I’m not sure how I get the ideas for some of my cartoons, but this cartoon about how God created the world had a clear line of thought that led to its birth. I’m gonna tell you all about it.
The Book of Genesis tells us how God created the world. According to Judeo-Christian tradition, the first five books of the Bible (Genesis, Exodus, Leviticus, Numbers, and Deuteronomy. Also called the Pentateuch, or the Torah) hold the actual words of God. Tradition states that they were either written by Moses through the inspiration of God, or were written by God himself and handed down to Moses together with the Ten Commandments on Mount Sinai. This means that the creation story, according to tradition, was given to us by God.
But if that’s the case, why is God telling us a story of creating the world in six days? It’s a story which is clearly so far from what science tells us today. How do we breach that gap?
If you’re an Atheist, it’s easy : you claim that God doesn’t exist, and the books of Genesis, along with its “how God created the world” story is plain Bronze-age mythology. Problem solved.
But I’m a cartoonist, and cartoonists let their minds wander. So let’s assume that God does exist. How come the story of creation that Our Father in Heaven gave to Moses is so far from what science tells us today?
I like the term “Our Father in Heaven”, because after all, I’m a father myself. Now if my kids came to me and asked me: “Daddy, how was the world created?”, what answer would I give them? Well, it depends of course on which kid is asking: if it’s the four-year-old, she’ll get a short, simple answer, in terms she could understand. If it’s the seven-year-old, he’ll get a longer, more complex answer. But you can be sure it won’t contain the words “Quarks” or “Leptons”. If I had an eighteen-year-old, who knew some basic Math and Physics, maybe I’d slip those terms as well. My point is: you fit the story to the crowd, because you can’t expect a four-year-old to have the same level of understanding as a seven-year-old or an eighteen-year-old.
And just as kids of various ages have different levels of understanding, so do human societies of different ages.
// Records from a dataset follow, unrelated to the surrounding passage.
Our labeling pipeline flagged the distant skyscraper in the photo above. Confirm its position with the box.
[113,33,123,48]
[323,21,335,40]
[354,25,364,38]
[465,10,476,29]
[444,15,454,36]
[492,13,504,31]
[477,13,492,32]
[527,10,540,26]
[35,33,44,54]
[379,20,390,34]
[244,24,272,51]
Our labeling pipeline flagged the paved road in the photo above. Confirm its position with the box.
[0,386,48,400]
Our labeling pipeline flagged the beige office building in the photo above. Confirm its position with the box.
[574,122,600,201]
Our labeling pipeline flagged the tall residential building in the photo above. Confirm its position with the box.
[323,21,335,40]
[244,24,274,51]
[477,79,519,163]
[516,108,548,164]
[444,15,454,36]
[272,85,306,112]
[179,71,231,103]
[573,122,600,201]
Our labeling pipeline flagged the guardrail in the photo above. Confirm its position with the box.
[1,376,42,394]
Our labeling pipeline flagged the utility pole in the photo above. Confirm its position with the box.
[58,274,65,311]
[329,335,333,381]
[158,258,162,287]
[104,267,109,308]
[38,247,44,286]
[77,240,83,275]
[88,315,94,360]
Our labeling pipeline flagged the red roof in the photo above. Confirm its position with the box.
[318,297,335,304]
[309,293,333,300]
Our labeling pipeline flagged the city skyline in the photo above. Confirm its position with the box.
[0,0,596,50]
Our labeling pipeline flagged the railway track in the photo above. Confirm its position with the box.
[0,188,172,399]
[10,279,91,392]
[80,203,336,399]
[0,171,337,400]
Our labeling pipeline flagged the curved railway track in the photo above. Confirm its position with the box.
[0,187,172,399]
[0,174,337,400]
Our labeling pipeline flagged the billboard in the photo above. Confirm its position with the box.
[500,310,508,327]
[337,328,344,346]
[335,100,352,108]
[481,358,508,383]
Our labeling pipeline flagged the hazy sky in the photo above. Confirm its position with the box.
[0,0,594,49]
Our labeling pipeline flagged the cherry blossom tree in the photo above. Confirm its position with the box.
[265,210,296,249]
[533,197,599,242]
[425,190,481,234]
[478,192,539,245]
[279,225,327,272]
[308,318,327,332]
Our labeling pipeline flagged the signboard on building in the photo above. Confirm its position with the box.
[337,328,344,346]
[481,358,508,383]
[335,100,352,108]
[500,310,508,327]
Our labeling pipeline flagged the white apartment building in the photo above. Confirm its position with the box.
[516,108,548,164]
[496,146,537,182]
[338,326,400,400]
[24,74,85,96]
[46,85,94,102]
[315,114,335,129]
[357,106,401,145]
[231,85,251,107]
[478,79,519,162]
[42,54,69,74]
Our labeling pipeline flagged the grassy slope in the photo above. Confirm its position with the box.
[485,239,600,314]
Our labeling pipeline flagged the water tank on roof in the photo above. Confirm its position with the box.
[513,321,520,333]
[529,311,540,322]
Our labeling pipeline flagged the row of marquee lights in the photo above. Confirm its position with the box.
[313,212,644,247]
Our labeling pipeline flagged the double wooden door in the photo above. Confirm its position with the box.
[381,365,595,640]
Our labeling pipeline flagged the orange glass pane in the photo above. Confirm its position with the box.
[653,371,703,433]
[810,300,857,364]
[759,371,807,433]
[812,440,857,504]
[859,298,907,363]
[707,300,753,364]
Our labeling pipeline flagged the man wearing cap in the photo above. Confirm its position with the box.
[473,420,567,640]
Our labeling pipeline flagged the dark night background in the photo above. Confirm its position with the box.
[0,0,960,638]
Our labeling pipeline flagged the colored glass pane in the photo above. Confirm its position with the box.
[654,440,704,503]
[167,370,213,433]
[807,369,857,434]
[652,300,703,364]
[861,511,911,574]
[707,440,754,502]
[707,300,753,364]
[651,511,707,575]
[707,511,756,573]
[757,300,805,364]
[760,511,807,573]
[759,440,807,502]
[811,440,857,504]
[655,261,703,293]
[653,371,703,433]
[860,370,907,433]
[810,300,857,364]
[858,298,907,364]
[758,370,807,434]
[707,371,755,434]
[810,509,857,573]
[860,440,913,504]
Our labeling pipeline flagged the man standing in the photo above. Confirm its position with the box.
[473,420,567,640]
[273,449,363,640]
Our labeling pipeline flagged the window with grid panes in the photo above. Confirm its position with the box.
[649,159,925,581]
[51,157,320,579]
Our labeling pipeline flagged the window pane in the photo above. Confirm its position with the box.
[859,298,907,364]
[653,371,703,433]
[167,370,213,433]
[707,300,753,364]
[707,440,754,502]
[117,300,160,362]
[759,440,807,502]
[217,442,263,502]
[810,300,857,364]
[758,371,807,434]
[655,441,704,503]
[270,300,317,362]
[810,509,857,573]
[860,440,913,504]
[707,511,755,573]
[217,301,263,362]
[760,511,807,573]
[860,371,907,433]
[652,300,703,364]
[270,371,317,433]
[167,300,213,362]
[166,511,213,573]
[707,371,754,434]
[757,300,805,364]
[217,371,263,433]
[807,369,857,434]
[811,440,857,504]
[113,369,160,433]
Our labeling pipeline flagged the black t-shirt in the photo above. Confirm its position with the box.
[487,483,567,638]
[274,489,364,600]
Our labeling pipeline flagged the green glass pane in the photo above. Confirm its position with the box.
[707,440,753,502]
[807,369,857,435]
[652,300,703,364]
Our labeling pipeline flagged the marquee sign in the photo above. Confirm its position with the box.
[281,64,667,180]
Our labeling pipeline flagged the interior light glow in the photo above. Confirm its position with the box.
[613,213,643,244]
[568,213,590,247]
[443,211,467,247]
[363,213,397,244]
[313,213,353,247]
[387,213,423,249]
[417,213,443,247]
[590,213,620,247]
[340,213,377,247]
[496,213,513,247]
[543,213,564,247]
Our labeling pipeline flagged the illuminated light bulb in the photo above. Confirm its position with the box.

Therefore, assuming that there is a God, and that God indeed gave the bible to Moses on Mount Sinai along with the secret of the world’s creation, to me it’s pretty clear he couldn’t have just start babbling about Quarks and Leptons and an expanding universe. The Big Bang Theory is hard to grasp even for ordinary modern day people, with all their education and sophistication. So what could you expect from Bronze-Age people, with no knowledge of physics or basic mathematics, who for the most part couldn’t even read?
God would have to explain the creation story in terms that Moses and the rest of the Bronze-Age crowd could understand.
That’s the line of thought that led to this comic.
Here’s another interesting thought: If God exists, and if he reveals himself to us again, what story will he tell us? Using the logic above, the story he’d tell us would be something similar to what the Big Bang Theory suggests, because that’s what humans are capable of understanding today. But that still doesn’t mean we’re anyway near the “Truth”, and that’s the sad part: even that story is probably very far from how the universe was actually created.
Just as many of us ridicule today the story of how God created the world told on Genesis, I’m sure 31st century scientists would ridicule the Big Bang theory and call it primitive. But that’s exactly the way human knowledge evolves – we make a theory that explains what we know about the world, and we find evidence to support it. But if we find evidence which contradicts our theory, we try and find a better theory which explains the world and for which there is less contradicting evidence. And part of that process is calling the ones who still believe in the older story idiots. That’s just the way science works!